There exist tiles which involve the same contractions and rotations as in Perron Tiles, but in which the corresponding IFSs include reflections as well as rotations, contractions and translations. The IFS then becomes

{ T_i: p → ±c^n_i (p|p̅) + P_i(c) } or { T_i: p → c^n_i e^im_iπ (p|p̅) + P_i(c) }

These figures don't share all the properties of Perron Tiles, but do tile the plane. Two element examples include the scorpion and arachnodragon for Perron number 1 + i, and the golden bee and golden triangle for Perron number i(1 + √5)/2.

To distinguish these from Perron tiles, and from self-similar tiles in which Perron numbers are not involved, I introduce the term Psuedo-Perron tile.

There are some ambiguous cases. For example the value of c for the rep-n parallelograms is √n^-1e^iθ. θ can take any value (other than nπ). For a few values of θ c is a Perron number, but for most values it is not. I make the arbitary choice that the full range of attractors constitute a single non-Perron tile and particular members for which c is a Perron number are not pseudo-Perron tiles.

The parameter space for Pseudo-Perron tiles includes not only the relative position (the translation component of the corresponding transforms) of the elements to each other, but also the position of the elements relative to the axis/axes of reflection.
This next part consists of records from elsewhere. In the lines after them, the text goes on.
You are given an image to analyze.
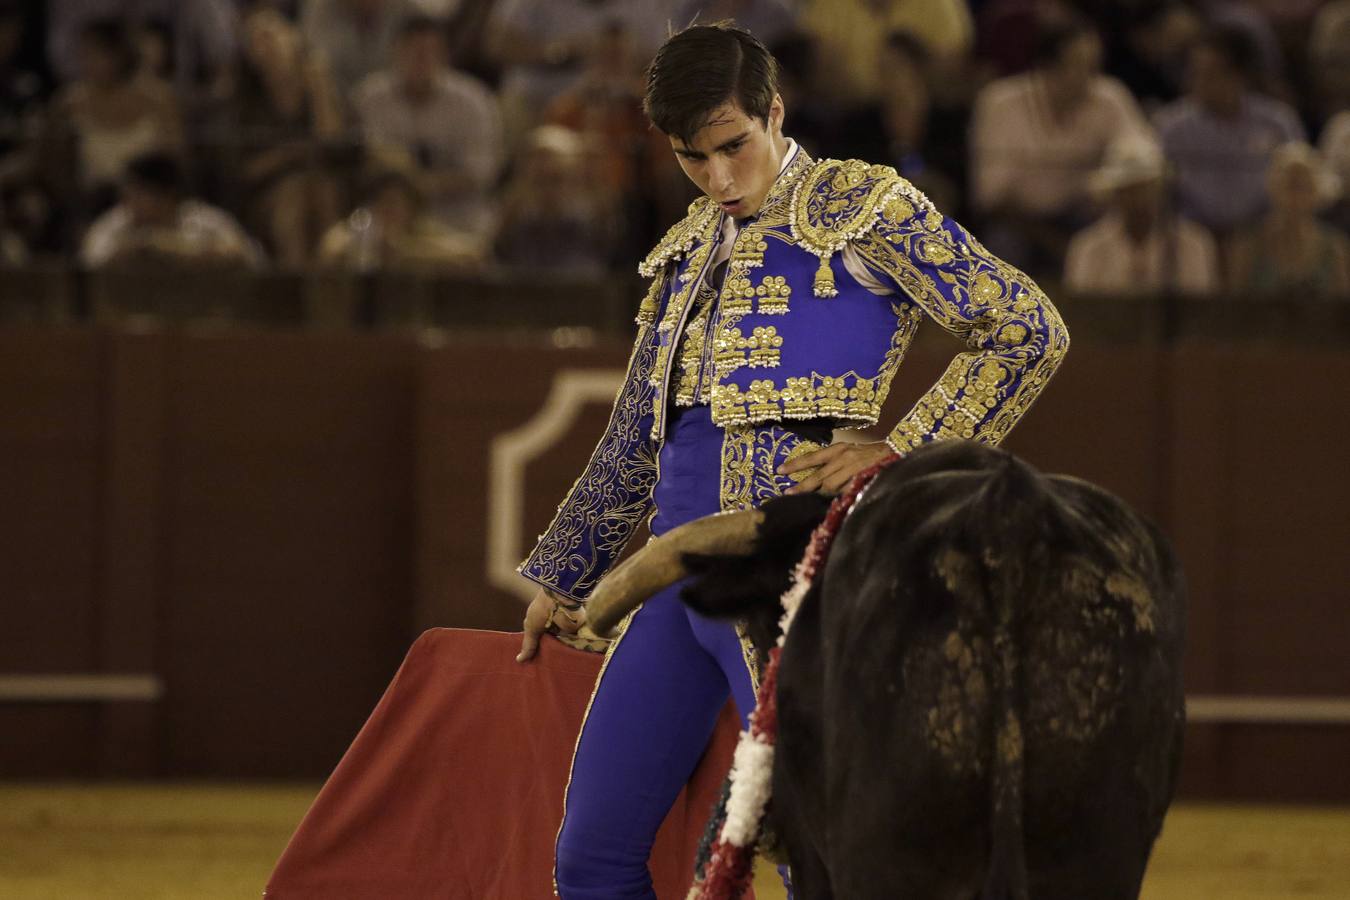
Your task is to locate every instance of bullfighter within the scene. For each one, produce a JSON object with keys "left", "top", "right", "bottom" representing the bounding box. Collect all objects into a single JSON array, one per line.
[{"left": 514, "top": 22, "right": 1070, "bottom": 899}]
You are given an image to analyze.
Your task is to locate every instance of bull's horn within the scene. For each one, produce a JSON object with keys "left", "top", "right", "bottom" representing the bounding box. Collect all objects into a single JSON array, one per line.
[{"left": 586, "top": 509, "right": 764, "bottom": 637}]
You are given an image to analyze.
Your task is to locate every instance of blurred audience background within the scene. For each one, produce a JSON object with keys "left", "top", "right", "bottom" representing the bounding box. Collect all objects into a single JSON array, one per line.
[{"left": 0, "top": 0, "right": 1348, "bottom": 304}]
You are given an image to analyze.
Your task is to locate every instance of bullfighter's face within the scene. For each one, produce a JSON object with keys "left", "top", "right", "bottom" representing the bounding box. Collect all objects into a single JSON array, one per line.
[{"left": 669, "top": 95, "right": 788, "bottom": 220}]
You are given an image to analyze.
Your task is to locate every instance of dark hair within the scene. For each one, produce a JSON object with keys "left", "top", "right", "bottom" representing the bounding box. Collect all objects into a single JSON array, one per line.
[
  {"left": 1194, "top": 23, "right": 1260, "bottom": 80},
  {"left": 397, "top": 14, "right": 445, "bottom": 40},
  {"left": 124, "top": 152, "right": 183, "bottom": 195},
  {"left": 1032, "top": 18, "right": 1099, "bottom": 68},
  {"left": 643, "top": 23, "right": 779, "bottom": 146},
  {"left": 78, "top": 18, "right": 139, "bottom": 82}
]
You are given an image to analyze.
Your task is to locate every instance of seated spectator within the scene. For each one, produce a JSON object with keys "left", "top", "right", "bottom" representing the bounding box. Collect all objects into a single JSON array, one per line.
[
  {"left": 1154, "top": 25, "right": 1304, "bottom": 240},
  {"left": 1100, "top": 1, "right": 1204, "bottom": 112},
  {"left": 81, "top": 152, "right": 263, "bottom": 269},
  {"left": 495, "top": 125, "right": 614, "bottom": 277},
  {"left": 1311, "top": 1, "right": 1350, "bottom": 121},
  {"left": 835, "top": 30, "right": 964, "bottom": 215},
  {"left": 799, "top": 0, "right": 973, "bottom": 104},
  {"left": 1228, "top": 143, "right": 1349, "bottom": 297},
  {"left": 0, "top": 0, "right": 49, "bottom": 162},
  {"left": 48, "top": 18, "right": 181, "bottom": 216},
  {"left": 1319, "top": 108, "right": 1350, "bottom": 232},
  {"left": 544, "top": 20, "right": 645, "bottom": 194},
  {"left": 0, "top": 0, "right": 55, "bottom": 254},
  {"left": 974, "top": 0, "right": 1076, "bottom": 78},
  {"left": 543, "top": 20, "right": 663, "bottom": 266},
  {"left": 1192, "top": 0, "right": 1288, "bottom": 97},
  {"left": 354, "top": 15, "right": 504, "bottom": 241},
  {"left": 46, "top": 0, "right": 237, "bottom": 88},
  {"left": 317, "top": 166, "right": 483, "bottom": 273},
  {"left": 1064, "top": 134, "right": 1219, "bottom": 297},
  {"left": 969, "top": 18, "right": 1152, "bottom": 274},
  {"left": 485, "top": 0, "right": 671, "bottom": 143},
  {"left": 227, "top": 6, "right": 344, "bottom": 268},
  {"left": 302, "top": 0, "right": 419, "bottom": 101}
]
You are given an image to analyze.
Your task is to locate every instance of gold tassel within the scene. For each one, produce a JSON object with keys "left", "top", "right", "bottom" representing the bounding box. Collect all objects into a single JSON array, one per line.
[{"left": 813, "top": 255, "right": 837, "bottom": 298}]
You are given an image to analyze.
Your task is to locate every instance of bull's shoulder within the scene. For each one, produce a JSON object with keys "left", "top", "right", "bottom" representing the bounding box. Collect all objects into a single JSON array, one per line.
[
  {"left": 789, "top": 157, "right": 940, "bottom": 257},
  {"left": 638, "top": 195, "right": 719, "bottom": 278}
]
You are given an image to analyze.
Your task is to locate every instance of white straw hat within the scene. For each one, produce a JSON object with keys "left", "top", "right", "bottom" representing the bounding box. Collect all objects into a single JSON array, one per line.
[{"left": 1269, "top": 141, "right": 1342, "bottom": 207}]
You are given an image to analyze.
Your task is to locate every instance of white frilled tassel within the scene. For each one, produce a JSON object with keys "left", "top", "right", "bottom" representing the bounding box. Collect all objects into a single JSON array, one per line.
[{"left": 720, "top": 731, "right": 776, "bottom": 847}]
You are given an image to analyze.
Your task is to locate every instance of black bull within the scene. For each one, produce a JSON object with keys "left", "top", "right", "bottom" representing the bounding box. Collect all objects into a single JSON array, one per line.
[{"left": 587, "top": 440, "right": 1186, "bottom": 900}]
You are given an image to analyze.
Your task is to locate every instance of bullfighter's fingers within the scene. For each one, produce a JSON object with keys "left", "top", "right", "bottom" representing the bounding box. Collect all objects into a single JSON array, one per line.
[
  {"left": 788, "top": 447, "right": 860, "bottom": 494},
  {"left": 784, "top": 469, "right": 826, "bottom": 495},
  {"left": 817, "top": 460, "right": 860, "bottom": 494},
  {"left": 779, "top": 442, "right": 844, "bottom": 475},
  {"left": 517, "top": 626, "right": 542, "bottom": 663},
  {"left": 517, "top": 589, "right": 554, "bottom": 663}
]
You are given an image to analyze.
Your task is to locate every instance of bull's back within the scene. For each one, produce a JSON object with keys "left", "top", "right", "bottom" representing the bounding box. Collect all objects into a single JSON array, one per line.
[{"left": 792, "top": 451, "right": 1184, "bottom": 899}]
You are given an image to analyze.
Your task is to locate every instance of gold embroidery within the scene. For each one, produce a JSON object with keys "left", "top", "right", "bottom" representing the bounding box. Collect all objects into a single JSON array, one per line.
[
  {"left": 736, "top": 621, "right": 761, "bottom": 692},
  {"left": 519, "top": 315, "right": 662, "bottom": 600},
  {"left": 846, "top": 198, "right": 1069, "bottom": 454},
  {"left": 673, "top": 276, "right": 718, "bottom": 406},
  {"left": 639, "top": 196, "right": 719, "bottom": 278},
  {"left": 677, "top": 224, "right": 778, "bottom": 396},
  {"left": 719, "top": 424, "right": 824, "bottom": 511},
  {"left": 650, "top": 209, "right": 724, "bottom": 436},
  {"left": 720, "top": 271, "right": 757, "bottom": 315},
  {"left": 790, "top": 158, "right": 938, "bottom": 297},
  {"left": 635, "top": 275, "right": 662, "bottom": 327},
  {"left": 706, "top": 300, "right": 916, "bottom": 428},
  {"left": 646, "top": 147, "right": 814, "bottom": 425},
  {"left": 781, "top": 440, "right": 822, "bottom": 483},
  {"left": 731, "top": 231, "right": 769, "bottom": 270},
  {"left": 755, "top": 275, "right": 791, "bottom": 315},
  {"left": 713, "top": 324, "right": 783, "bottom": 375},
  {"left": 752, "top": 147, "right": 817, "bottom": 228}
]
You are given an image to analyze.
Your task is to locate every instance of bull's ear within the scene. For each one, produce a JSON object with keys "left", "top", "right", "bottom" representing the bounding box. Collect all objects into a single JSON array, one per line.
[
  {"left": 679, "top": 551, "right": 786, "bottom": 619},
  {"left": 679, "top": 493, "right": 831, "bottom": 620}
]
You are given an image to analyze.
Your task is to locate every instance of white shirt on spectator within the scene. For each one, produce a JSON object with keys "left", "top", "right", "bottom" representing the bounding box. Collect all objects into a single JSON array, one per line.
[
  {"left": 970, "top": 72, "right": 1153, "bottom": 217},
  {"left": 81, "top": 200, "right": 264, "bottom": 268},
  {"left": 1064, "top": 211, "right": 1219, "bottom": 296},
  {"left": 1319, "top": 110, "right": 1350, "bottom": 188},
  {"left": 354, "top": 68, "right": 505, "bottom": 238}
]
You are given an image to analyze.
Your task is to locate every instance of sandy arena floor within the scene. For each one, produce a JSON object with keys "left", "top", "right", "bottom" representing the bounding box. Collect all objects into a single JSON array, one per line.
[{"left": 1, "top": 783, "right": 1346, "bottom": 899}]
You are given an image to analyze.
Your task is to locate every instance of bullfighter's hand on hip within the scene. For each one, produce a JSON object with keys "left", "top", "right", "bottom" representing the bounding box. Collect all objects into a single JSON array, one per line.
[{"left": 779, "top": 440, "right": 896, "bottom": 495}]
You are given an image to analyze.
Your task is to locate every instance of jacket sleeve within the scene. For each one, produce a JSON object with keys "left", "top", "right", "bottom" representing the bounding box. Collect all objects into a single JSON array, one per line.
[
  {"left": 850, "top": 196, "right": 1069, "bottom": 452},
  {"left": 516, "top": 278, "right": 665, "bottom": 602}
]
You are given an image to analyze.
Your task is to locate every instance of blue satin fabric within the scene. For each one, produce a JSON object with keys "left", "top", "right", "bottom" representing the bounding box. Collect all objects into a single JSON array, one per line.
[{"left": 554, "top": 405, "right": 761, "bottom": 899}]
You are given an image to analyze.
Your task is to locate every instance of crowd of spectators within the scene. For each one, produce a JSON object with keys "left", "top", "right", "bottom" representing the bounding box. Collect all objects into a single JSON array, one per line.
[{"left": 0, "top": 0, "right": 1348, "bottom": 298}]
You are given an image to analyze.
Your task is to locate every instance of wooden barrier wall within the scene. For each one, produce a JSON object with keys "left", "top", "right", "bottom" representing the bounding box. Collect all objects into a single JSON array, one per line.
[{"left": 1, "top": 325, "right": 1347, "bottom": 803}]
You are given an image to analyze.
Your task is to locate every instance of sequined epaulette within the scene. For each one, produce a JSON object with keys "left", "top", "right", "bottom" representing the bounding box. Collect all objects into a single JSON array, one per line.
[
  {"left": 638, "top": 196, "right": 720, "bottom": 279},
  {"left": 789, "top": 158, "right": 938, "bottom": 297}
]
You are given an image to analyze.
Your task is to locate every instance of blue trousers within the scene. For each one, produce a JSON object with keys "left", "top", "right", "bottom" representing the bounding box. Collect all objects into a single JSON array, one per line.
[{"left": 554, "top": 406, "right": 796, "bottom": 898}]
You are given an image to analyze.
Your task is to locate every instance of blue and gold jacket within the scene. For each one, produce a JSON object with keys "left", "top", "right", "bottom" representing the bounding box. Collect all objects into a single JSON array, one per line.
[{"left": 520, "top": 147, "right": 1069, "bottom": 601}]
This make the parameter space larger (e.g. the golden bee would not be found if the translation elements to were set to 0 and 1, as can be done with Perron tiles) which makes running a computational survey for tiles less practicable. (I conjecture that the equivalent survey for two element Pseudo-Perron tiles involves reflections in the x-axis, and translations of P₀(c) and P₁(c) instead of 0 and 1.

Pseudo-Perron tiles are common for quadratic and quartic Perron numbers, but I have not found any for cubic Perron numbers.